Pangdam II/Swj juga menekankan kepada satuan jajaran Kodam II/Swj untuk mengantisipasi kemungkinan wilayah yang terkena atau sering mengalami bencana alam, serta melakukan koordinasi yang ketat dengan pihak terkait, dengan prioritas keselamatan warga yang terkena bencana.

“Dirikan Posko terpadu dan selalu berkoordinasi  pihak terkait, seperti dengan Polri, PMI, Tagana, para sukarelawan dan komponen masyarakat lainnya dalam menghadapi kemungkinan terjadinya bencana di wilayah tugas masing-masing. Lakukan penanganan bencana secara profesional, dengan hati yang tulus dan ikhlas,” tandas Pangdam II/Swj.

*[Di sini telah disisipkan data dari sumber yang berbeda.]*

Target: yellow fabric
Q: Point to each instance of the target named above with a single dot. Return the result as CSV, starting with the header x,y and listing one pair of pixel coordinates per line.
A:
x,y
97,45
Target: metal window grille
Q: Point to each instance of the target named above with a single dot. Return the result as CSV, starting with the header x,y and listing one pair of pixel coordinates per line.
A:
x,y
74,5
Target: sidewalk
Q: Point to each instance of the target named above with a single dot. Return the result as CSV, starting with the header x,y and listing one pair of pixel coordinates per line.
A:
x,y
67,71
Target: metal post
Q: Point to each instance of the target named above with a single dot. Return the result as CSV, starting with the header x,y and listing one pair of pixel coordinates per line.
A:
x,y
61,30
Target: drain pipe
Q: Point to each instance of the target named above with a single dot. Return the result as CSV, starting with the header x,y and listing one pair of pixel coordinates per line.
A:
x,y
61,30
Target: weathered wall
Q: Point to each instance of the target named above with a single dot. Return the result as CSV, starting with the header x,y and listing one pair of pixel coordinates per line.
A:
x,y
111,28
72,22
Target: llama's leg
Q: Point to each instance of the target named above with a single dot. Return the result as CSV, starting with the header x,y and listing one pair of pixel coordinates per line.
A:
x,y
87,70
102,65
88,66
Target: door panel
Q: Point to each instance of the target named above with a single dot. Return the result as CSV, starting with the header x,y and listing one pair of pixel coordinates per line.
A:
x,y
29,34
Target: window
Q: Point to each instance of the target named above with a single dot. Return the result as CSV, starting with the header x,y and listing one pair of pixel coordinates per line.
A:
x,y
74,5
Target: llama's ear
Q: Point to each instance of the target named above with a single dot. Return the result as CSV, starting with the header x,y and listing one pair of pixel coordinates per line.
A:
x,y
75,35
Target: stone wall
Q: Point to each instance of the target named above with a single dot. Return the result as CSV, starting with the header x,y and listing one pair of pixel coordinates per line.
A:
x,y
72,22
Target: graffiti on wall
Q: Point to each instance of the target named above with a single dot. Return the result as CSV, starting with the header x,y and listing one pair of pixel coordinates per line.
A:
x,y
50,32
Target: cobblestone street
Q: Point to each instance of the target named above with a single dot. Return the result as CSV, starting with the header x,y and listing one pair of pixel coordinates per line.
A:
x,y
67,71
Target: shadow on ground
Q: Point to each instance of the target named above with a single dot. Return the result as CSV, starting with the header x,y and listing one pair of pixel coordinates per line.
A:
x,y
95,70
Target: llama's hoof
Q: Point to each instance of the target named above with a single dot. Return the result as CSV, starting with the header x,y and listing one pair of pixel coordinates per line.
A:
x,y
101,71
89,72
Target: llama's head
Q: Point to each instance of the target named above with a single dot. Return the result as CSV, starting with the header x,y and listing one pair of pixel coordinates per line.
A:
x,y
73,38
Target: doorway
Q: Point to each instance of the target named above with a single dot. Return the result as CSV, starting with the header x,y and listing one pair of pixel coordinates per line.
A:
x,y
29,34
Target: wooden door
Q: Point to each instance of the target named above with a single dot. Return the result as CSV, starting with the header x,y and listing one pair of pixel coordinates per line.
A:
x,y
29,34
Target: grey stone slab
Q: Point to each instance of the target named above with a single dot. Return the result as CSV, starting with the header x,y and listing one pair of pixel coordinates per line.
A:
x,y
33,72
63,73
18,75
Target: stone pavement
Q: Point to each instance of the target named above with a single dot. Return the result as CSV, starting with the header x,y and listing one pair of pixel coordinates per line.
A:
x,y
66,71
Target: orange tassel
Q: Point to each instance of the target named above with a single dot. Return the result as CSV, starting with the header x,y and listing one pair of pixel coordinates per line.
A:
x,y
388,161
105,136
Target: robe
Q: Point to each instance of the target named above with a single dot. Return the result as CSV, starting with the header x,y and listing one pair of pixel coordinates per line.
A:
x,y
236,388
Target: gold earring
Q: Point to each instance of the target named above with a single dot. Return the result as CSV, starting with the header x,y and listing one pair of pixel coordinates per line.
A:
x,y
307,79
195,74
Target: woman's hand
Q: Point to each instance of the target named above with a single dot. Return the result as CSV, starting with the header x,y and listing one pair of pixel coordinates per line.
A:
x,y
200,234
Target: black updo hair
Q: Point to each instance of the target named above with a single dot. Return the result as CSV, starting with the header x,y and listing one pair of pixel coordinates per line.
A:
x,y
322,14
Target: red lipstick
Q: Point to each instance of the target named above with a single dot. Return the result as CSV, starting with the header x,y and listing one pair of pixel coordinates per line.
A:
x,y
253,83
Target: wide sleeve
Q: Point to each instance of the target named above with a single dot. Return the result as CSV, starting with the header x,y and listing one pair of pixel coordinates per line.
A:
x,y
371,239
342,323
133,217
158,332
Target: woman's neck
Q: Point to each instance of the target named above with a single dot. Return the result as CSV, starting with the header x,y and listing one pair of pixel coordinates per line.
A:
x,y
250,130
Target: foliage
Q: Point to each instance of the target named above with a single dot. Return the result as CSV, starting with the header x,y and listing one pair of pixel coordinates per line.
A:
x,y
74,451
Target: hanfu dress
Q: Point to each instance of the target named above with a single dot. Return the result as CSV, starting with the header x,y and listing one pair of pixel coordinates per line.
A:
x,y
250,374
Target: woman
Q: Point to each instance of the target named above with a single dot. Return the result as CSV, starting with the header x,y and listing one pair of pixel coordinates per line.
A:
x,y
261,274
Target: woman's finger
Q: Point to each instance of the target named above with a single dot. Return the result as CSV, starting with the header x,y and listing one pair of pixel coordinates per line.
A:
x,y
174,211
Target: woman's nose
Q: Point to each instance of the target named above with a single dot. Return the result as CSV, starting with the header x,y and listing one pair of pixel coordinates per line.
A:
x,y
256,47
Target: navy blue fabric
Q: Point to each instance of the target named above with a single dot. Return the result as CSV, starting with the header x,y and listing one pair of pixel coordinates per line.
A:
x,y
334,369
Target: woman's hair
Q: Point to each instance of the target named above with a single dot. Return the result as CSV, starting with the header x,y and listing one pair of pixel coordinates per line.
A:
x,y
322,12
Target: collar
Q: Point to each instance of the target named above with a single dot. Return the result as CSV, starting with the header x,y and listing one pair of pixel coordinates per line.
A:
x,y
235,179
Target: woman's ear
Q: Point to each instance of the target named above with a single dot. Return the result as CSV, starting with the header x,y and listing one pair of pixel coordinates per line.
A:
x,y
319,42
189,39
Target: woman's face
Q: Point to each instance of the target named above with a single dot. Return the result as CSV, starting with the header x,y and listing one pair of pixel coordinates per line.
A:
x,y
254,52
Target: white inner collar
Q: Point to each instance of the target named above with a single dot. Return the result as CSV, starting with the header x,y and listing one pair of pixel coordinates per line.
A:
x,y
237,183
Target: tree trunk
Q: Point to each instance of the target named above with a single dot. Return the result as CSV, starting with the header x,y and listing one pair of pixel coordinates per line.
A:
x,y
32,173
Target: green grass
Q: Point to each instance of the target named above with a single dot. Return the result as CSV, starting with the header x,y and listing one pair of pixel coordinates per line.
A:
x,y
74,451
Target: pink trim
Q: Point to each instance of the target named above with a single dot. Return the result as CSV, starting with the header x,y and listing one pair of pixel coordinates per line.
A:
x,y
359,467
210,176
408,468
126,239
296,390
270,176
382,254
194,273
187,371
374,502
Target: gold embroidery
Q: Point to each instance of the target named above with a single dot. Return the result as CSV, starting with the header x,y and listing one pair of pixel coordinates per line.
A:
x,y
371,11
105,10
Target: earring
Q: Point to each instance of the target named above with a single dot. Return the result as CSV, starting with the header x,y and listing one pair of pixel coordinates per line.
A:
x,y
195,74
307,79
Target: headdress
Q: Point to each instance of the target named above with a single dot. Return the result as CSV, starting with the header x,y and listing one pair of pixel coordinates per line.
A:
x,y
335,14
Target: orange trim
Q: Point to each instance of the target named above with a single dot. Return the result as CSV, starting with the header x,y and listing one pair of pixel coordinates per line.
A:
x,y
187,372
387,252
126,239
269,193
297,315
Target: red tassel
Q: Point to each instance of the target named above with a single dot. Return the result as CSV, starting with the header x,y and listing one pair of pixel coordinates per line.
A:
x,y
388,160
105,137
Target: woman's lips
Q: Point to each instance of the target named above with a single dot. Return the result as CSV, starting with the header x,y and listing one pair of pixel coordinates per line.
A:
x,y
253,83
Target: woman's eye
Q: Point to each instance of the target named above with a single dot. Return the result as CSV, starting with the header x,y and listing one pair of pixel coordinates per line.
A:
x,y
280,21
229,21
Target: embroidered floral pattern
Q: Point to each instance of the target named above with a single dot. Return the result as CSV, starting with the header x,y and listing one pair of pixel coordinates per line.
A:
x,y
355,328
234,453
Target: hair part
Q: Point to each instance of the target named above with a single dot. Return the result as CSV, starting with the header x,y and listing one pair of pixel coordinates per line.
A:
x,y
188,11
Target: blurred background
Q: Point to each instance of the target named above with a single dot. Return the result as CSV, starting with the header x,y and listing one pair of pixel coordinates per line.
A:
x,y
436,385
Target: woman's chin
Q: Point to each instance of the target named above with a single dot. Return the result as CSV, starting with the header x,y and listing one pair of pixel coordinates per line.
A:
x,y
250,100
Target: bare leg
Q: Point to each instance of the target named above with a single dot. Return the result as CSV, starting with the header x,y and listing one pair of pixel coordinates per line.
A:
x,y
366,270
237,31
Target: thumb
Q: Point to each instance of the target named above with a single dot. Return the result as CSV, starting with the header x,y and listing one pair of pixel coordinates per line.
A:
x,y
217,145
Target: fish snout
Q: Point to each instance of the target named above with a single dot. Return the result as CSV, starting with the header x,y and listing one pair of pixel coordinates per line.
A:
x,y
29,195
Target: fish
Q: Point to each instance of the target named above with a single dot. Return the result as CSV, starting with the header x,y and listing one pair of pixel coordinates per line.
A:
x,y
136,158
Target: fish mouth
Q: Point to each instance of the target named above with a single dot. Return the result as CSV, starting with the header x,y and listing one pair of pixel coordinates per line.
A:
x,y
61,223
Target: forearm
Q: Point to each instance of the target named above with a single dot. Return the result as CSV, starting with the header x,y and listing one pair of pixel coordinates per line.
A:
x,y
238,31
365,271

Selain itu, dihadapkan kondisi geografis wilayah Sumbagsel dan tingginya curah hujan saat ini,  yang rawan terhadap bencana banjir dan tanah longsor Mayjen TNI AM Putranto, S.Sos juga menekankan agar seluruh prajurit dan satuan jajaran Kodam II/Swj untuk terus meningkatkan kehati-hatian, kesiapsiagaan dan kewaspadaan dalam penanggulangan bencana alam, baik pada saat tindakan pencegahan, kesiapsiagaan, tanggap darurat maupun tahap rehabilitasi daerah akibat bencana alam.

Seperti diketahui, bahwa membantu penanggulangan bencana alam, merupakan bagian dari  tugas pokok TNI dalam melaksanakan Operasi Militer Selain Perang (OMSP), yakni membantu menanggulangi akibat bencana alam, pengungsian dan pemberian bantuan kemanusiaan. Untuk itu, bila terjadi bencana di daerah,maka satuan dan prajurit jajaran Kodam II/Swj harus segera membantu, bahkan tanpa harus diminta ataupun diperintah.